She had never for one moment regretted it. All her heaven on earth was centred in Kenneth. So long as he remained to her, all the rest was nothing. And before long they would begin to see the fruit of their quiet sowing, the Dark Islands would be dark no longer, and they would be living a quiet, happy life among a new and contented people. It was a grand and glorious work. No, she had no regrets—since she had Kenneth.
On her right across the river, as she sat facing the sea, the mountain loomed sombre and menacing—the hill Difficulty. Her thoughts ran back to that trying morning when she and Kenneth faced the hill, and what it held, all alone, not knowing whether they would ever come back alive. Like many another hill on life's highway, its menace had been chiefly in their own fears, and had disappeared on closer acquaintance. How she wished that uncomfortable man Ra'a would go away, or be reconciled to his brother, or do anything that would allow the community to settle down in peace to its new life's work.
She knew much of Blair's great hopes and large ideas, and how essential he considered it that the islands should as soon as possible attain to some kind of central government, so that they might unite in opposing an inflexible front to any attempt at interference from the outside. The Dark Islands for the Dark Islanders was his aim and object in life at present, and this truculent savage on the hill there was keeping everything back. She almost had it in her heart to wish Ra'a's speedy and sudden death.
Blair had often spoken of the evils that had followed the admission of traders in others of the South Sea Islands—drink, disease, dispossession—and how the communities were ruined before ever they had a chance of better things. Yes, surely, she thought, if Ra'a could meet with some happy accident, which would end him, it would be for the good of the community at large. That was not a thought that would commend itself to Kenneth, she knew, but she could not help thinking it. What a mighty relief it would be if Ha'o walked in some morning, and said, "Ra'a is dead." She felt as if she could almost forgive him if he had done the deed himself.

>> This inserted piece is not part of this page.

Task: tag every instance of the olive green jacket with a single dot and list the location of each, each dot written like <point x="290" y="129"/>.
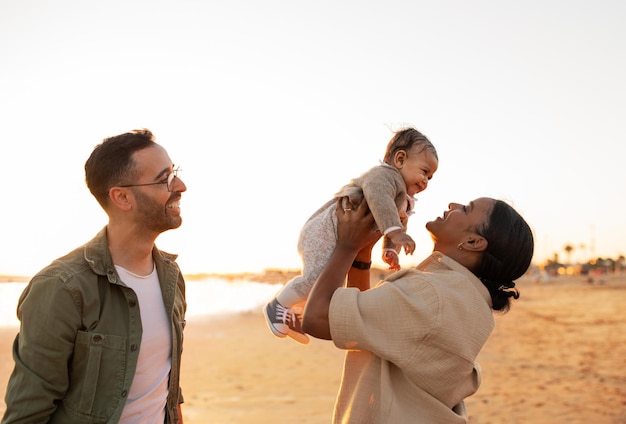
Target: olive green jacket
<point x="80" y="333"/>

Then she thought she heard, a sound in the gloom of the hillside. She strained into the darkness and listened intently. She heard nothing, but still felt a sense of discomfort. After all, it might quite likely be one of the natives prowling about, though, as a rule, their fear of ghosts and evil spirits kept them indoors after nightfall, and it needed very strong inducement to take them abroad.
She was still peering towards the hill with puckered brow, when a curdling, short-cut yell ripped the silence behind, in the direction of the village, and in a moment pandemonium seemed loosed, and the night was alive with horrors—screams and yells and all the turmoil of warfare.
That first deadly cry sent Jean flying inside for Aunt Jannet. The good lady met her at the door of her own room with an anxious—
"What in the name of goodness——?" and then Alison Evans and Mary Stuart came tumbling in upon them, and Evans called to them from the ground outside to stop where they were, and they would be all right.
It was not in human nature, however, to stand huddled in the dark, asking one another questions which none of them could answer, when the answer was shrieking outside, and they all crept, trembling, to the verandah, and stood silently facing the danger, whatever it might be.
They heard Evans quietly ordering his men, and felt safer. And beyond, the shouts and yells waxed and waned and wavered to and fro. Once they thought they were coming in their direction, and their hearts thumped painfully. Then the tumult drifted away again, and at last passed furiously towards the taro fields, and died away on the mountain-side.